Le mythe de la France sans esclaves s’effondre dans les archives
Des archives inédites révèlent une réalité complexe concernant l’esclavage en France, notamment à Paris, dans les décennies précédant la Révolution française. L’ouvrage de Miranda Spieler, qui s’appuie sur des témoignages de cinq esclaves en fuite, met en lumière les ambiguïtés juridiques, les violences policières et la racialisation croissante qui ont façonné leurs vies clandestines.
À l’époque, Paris était perçue comme une oasis de liberté, attirant des esclaves venus d’Afrique, des Caraïbes et de l’océan Indien. Ces individus espéraient y trouver refuge, loin des ports français, tristement célèbres pour leur implication dans le commerce des esclaves. Bien que la France ait commencé ce commerce plus tardivement que d’autres nations, elle a fini par occuper une position dominante sur le marché mondial à la fin des années 1780.

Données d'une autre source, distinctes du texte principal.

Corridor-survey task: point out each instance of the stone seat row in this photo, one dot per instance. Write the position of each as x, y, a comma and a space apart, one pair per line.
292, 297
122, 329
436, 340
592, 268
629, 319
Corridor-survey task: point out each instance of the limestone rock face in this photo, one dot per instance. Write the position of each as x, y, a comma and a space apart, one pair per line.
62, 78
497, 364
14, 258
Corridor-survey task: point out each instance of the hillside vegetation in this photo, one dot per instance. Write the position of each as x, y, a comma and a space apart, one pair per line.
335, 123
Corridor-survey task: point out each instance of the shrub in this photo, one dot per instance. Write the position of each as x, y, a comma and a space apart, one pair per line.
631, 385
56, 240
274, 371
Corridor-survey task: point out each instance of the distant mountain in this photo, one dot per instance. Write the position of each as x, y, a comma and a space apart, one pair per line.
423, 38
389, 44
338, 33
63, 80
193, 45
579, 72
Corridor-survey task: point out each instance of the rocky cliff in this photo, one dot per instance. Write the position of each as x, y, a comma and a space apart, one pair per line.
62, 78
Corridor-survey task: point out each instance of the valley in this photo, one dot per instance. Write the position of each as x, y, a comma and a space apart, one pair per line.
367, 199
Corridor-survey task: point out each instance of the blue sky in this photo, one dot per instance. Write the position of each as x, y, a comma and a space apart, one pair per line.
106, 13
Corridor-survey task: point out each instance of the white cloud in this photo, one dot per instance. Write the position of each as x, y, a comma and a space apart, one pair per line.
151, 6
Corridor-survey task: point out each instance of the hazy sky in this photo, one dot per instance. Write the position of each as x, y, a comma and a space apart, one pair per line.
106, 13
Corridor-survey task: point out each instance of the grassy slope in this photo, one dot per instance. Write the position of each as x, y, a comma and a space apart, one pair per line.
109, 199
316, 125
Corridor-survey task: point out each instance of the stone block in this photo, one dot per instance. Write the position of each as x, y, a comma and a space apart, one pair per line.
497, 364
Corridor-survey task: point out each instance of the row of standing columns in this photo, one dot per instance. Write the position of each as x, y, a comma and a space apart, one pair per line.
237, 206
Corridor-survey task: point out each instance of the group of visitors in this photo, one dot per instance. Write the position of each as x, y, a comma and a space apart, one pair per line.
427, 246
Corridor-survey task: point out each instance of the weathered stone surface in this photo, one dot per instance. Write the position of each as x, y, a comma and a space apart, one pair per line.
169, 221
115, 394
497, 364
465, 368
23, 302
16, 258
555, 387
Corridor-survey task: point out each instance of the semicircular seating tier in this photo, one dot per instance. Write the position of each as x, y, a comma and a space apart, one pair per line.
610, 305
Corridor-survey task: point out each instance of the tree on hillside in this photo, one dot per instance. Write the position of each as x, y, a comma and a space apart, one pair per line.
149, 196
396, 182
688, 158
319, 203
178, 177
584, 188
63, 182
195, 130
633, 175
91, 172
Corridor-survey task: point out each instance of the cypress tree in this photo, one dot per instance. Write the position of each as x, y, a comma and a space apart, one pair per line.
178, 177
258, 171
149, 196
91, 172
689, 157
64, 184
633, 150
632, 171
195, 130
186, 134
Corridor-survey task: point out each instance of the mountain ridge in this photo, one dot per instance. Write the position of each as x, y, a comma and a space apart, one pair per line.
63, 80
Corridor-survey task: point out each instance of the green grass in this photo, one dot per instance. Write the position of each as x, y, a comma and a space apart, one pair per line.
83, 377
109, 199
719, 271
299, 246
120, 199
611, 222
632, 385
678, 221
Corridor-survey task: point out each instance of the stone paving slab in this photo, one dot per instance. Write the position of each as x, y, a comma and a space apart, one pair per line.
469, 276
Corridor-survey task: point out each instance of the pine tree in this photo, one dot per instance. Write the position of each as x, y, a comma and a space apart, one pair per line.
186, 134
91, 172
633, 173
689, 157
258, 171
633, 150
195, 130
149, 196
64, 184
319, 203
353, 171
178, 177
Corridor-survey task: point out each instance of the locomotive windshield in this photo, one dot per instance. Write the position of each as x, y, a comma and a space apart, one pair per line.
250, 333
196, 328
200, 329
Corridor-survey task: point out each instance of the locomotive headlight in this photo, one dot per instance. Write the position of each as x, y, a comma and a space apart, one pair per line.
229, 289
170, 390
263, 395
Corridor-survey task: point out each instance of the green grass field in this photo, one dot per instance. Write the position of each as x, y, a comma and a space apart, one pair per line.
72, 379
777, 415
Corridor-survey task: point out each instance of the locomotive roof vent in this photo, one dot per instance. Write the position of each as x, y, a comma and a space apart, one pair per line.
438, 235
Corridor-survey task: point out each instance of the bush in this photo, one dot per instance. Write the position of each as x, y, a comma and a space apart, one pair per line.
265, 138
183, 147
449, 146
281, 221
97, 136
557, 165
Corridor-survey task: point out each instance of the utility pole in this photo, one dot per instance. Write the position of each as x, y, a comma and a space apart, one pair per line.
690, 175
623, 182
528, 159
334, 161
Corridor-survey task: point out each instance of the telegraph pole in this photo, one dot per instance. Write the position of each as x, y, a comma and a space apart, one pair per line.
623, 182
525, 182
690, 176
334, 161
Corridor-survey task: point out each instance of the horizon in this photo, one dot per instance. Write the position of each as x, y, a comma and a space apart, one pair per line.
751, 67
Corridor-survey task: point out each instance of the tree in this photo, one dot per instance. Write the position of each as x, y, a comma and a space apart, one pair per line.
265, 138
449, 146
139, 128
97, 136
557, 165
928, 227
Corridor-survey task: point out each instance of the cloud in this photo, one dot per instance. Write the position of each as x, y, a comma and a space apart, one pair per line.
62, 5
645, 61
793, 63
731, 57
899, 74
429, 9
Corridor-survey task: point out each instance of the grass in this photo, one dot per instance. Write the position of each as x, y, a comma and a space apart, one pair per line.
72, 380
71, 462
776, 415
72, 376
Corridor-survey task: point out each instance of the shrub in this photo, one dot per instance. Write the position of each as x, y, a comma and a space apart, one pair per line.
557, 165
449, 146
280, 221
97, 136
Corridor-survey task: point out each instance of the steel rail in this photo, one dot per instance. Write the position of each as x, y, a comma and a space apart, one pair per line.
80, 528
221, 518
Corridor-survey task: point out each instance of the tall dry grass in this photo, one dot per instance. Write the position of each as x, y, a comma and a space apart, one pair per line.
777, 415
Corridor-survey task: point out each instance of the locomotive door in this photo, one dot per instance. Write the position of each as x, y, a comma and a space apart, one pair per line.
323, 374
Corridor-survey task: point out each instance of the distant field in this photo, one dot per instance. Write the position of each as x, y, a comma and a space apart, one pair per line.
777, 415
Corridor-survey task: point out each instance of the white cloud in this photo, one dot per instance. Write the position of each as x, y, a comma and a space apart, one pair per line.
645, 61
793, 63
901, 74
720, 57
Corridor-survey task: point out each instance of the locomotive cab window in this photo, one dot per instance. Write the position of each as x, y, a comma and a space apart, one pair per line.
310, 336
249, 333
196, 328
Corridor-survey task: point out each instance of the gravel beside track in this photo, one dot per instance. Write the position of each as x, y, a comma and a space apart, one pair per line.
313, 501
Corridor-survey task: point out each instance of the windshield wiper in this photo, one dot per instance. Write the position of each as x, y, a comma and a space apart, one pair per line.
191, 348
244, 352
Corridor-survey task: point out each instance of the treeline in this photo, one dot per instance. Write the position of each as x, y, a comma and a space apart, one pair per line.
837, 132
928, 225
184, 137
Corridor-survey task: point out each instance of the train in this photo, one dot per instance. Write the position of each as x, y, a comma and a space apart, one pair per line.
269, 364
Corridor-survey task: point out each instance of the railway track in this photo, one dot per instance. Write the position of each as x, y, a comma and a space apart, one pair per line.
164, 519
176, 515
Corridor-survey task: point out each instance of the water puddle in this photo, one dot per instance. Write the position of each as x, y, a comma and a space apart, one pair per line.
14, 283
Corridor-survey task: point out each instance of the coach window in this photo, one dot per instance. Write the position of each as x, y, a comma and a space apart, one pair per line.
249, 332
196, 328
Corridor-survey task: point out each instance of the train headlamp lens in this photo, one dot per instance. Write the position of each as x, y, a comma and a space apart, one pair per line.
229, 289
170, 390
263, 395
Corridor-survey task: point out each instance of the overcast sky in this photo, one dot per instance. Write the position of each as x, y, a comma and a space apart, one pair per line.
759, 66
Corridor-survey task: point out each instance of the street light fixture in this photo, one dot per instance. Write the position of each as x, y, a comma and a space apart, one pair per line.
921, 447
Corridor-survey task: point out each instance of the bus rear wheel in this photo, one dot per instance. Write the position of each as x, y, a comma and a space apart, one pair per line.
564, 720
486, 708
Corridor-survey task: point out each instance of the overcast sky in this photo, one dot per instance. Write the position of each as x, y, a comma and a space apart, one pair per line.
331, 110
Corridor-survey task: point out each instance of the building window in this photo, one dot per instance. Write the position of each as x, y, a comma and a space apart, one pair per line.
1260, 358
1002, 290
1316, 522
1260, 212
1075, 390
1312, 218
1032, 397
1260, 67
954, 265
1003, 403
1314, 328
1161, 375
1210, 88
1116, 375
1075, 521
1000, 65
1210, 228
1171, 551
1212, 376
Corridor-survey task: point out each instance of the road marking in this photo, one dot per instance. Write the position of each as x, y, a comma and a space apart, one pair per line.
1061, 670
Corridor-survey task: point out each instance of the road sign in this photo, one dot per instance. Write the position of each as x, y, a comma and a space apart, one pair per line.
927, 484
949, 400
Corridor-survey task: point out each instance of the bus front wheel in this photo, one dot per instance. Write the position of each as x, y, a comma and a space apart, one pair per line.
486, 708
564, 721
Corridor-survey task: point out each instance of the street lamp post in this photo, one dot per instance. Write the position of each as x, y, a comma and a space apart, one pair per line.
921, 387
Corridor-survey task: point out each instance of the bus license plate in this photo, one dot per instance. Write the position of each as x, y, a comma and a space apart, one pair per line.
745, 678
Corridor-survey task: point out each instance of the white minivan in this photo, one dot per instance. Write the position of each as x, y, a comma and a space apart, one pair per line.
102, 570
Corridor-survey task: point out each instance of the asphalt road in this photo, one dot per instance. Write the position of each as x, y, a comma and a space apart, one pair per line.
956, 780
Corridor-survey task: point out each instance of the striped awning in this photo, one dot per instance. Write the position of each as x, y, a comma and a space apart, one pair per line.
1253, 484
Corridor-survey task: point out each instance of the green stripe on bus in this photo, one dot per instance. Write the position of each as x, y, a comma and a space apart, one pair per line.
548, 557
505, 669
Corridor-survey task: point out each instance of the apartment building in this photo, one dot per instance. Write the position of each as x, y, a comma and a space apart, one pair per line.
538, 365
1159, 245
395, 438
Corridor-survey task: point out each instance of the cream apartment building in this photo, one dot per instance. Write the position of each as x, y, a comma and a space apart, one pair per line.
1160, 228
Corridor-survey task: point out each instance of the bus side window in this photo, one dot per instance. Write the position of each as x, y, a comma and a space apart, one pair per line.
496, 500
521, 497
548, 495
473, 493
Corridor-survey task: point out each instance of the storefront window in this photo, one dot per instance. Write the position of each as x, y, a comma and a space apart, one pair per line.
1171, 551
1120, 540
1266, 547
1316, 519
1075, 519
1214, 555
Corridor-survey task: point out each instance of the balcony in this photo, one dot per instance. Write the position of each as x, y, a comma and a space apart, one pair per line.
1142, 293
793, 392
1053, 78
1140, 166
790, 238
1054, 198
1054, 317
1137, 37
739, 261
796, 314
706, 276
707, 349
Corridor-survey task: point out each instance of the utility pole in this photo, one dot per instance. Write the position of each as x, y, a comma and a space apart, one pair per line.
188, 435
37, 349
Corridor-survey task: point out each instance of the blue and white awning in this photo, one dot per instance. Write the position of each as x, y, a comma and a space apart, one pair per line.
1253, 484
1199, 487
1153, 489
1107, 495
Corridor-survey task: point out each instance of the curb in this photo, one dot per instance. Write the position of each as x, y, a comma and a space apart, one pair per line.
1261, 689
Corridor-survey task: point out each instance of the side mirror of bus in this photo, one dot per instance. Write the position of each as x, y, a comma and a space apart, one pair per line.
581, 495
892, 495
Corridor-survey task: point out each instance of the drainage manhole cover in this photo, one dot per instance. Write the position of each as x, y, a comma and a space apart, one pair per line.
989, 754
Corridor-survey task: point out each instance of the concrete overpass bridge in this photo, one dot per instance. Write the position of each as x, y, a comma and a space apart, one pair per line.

Cette expansion a rendu Paris dangereux pour les esclaves en quête de liberté, les exposant à des voisins indiscrets, des réseaux d’espionnage et des arrestations. Les vies de ces esclaves, dont les parcours sont scrutés à travers des rapports de police et des correspondances privées, révèlent des stratégies de survie face à une culture juridique racialisée qui imprégnait la société de l’Ancien Régime.
En explorant leurs histoires, Miranda Spieler éclaire une lutte pour la liberté et un passé souvent ignoré, redéfinissant ainsi notre compréhension du Paris aristocratique de la fin du XVIIIe siècle.
L’ouvrage sera publié le 20 août 2026 par les éditions La Découverte.